You are right pointing out about the certificate not being exportable

So change:

Dim akp = Org.BouncyCastle.Security.DotNetUtilities.GetKeyPair(signature.PrivateKey).Private

Dim es As IExternalSignature = New PrivateKeySignature(akp, "SHA-256")

to just:

Dim es As IExternalSignature = New security.X509Certificate2Signature(signature, "SHA-256")

Answer 2

The error was being caused by the fact that Private Certificate was NOT exportable.

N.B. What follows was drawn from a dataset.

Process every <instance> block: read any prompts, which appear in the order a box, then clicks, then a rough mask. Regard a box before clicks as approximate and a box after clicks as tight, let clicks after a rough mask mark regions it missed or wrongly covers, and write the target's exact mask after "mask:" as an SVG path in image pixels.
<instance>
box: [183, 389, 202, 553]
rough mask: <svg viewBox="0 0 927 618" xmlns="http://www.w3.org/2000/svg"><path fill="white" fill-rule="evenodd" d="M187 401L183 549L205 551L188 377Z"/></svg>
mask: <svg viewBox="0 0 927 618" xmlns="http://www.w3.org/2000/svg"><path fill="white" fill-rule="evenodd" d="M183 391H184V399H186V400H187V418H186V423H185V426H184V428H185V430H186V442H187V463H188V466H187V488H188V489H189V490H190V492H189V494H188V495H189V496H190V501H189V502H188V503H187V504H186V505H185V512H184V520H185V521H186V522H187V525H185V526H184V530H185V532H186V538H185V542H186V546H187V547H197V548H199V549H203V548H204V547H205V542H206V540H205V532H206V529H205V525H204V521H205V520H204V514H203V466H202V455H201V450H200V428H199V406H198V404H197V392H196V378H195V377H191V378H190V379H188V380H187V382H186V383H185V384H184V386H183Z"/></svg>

I had been wondering through all my testing why I was not being prompted even once for my smart card pin for the certificate I was choosing. Which lead me to finally selecting one of my certificates that I know would not ask for pin, and viola, the pdf exported and was signed. Even stepped through the code to view the certificate privatekey property and this time it read

signature.privatekey.CspKeyContainerInfo.Exportable = True

Which finally matched another form i discovered, that stated they fixed their error by making the private key exportable. Now all I have to do is figure out how to make this work with certificates that should be asking me for my pin. If i ever discover that problem I will post back here.